A Parallel Distributed Model of the Psychological Disciplines and Professions
DOI:
https://doi.org/10.17159//2309-8708/1997/n22a2Abstract
Most psychologists in South Africa would admit that a non-reductive model of the relations between individual psychologists and the psychological professions (the individual interaction versus structure relationship - a central problem of sociology [see Giddens, 1984]) combined with a non-reductive model of the relations between the psychological sub-disciplines and professions would be something well worth having at a time of transformation and reconstruction.
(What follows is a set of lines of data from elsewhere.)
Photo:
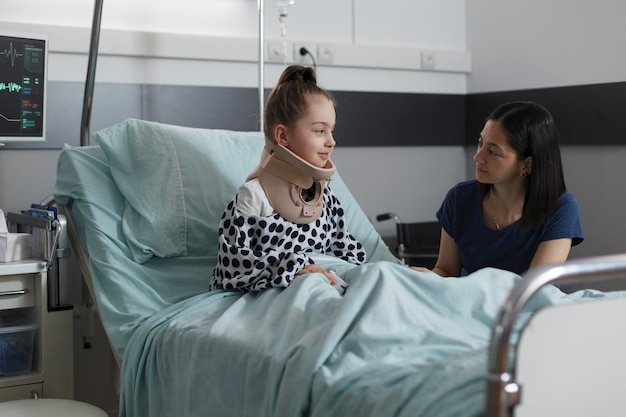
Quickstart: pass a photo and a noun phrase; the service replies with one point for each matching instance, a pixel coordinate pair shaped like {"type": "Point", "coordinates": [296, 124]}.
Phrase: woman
{"type": "Point", "coordinates": [516, 214]}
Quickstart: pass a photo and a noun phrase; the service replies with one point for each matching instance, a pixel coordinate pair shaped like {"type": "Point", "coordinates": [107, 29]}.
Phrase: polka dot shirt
{"type": "Point", "coordinates": [256, 253]}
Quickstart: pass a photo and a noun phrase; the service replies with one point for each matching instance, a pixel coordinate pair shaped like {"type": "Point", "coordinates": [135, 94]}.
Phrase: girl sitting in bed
{"type": "Point", "coordinates": [516, 214]}
{"type": "Point", "coordinates": [286, 209]}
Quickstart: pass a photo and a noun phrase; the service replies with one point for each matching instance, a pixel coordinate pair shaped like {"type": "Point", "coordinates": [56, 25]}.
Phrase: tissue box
{"type": "Point", "coordinates": [13, 246]}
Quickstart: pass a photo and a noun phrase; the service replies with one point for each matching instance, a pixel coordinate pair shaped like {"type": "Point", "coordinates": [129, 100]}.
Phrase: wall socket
{"type": "Point", "coordinates": [279, 51]}
{"type": "Point", "coordinates": [428, 60]}
{"type": "Point", "coordinates": [325, 54]}
{"type": "Point", "coordinates": [304, 59]}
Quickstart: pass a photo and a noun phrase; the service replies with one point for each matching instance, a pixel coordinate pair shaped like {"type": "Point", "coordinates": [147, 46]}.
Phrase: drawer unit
{"type": "Point", "coordinates": [17, 291]}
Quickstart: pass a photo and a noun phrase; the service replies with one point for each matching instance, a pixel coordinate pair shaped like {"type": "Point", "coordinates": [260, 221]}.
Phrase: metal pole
{"type": "Point", "coordinates": [261, 66]}
{"type": "Point", "coordinates": [91, 73]}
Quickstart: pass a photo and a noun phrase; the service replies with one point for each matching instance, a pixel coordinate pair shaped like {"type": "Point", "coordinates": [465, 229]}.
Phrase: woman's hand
{"type": "Point", "coordinates": [420, 269]}
{"type": "Point", "coordinates": [309, 269]}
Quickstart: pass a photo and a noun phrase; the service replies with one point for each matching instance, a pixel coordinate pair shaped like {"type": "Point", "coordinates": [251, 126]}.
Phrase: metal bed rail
{"type": "Point", "coordinates": [502, 392]}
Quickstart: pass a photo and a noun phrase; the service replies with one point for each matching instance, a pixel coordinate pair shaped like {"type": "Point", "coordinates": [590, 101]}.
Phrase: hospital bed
{"type": "Point", "coordinates": [143, 205]}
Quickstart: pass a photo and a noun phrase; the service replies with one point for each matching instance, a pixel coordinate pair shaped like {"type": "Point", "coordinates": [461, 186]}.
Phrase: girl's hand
{"type": "Point", "coordinates": [309, 269]}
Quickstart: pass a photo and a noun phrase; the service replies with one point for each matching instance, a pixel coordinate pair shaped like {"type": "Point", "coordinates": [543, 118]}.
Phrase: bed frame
{"type": "Point", "coordinates": [529, 378]}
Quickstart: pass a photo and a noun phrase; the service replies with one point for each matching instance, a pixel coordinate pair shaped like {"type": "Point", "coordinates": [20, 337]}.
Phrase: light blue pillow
{"type": "Point", "coordinates": [177, 181]}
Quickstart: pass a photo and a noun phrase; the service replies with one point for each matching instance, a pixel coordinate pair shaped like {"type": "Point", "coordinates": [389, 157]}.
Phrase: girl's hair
{"type": "Point", "coordinates": [288, 101]}
{"type": "Point", "coordinates": [530, 130]}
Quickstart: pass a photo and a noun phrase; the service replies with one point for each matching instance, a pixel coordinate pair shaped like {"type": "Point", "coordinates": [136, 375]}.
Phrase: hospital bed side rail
{"type": "Point", "coordinates": [502, 392]}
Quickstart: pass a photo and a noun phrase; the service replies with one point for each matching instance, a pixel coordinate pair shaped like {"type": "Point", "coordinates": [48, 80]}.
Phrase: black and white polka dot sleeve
{"type": "Point", "coordinates": [255, 253]}
{"type": "Point", "coordinates": [343, 245]}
A search of the sociological and social psychological literatures will yield few promising candidates for such a model. One exception is the newly developed model of scientific disciplines as (to use Minsky's (1986) phrase literally) societies of minds, based upon the model of parallel distributed processing. (Minsky's phrase societies of minds is being used literally here because Minsky is actually referring to "agents• internal to the individual that carry out cognitive tasks rather than to individuals who exist in a real society.) Gigerenzer, a cognitive psychologist and an historian of psychology, has suggested that psychologists regularly make use of the "tools to theories heuristic" in which scientists tend to use their tools, which they have come to understand well, as metaphors for the subject they are trying to understand - in the case of psychologists, the mind (Gigerenzer & Murray, 1987).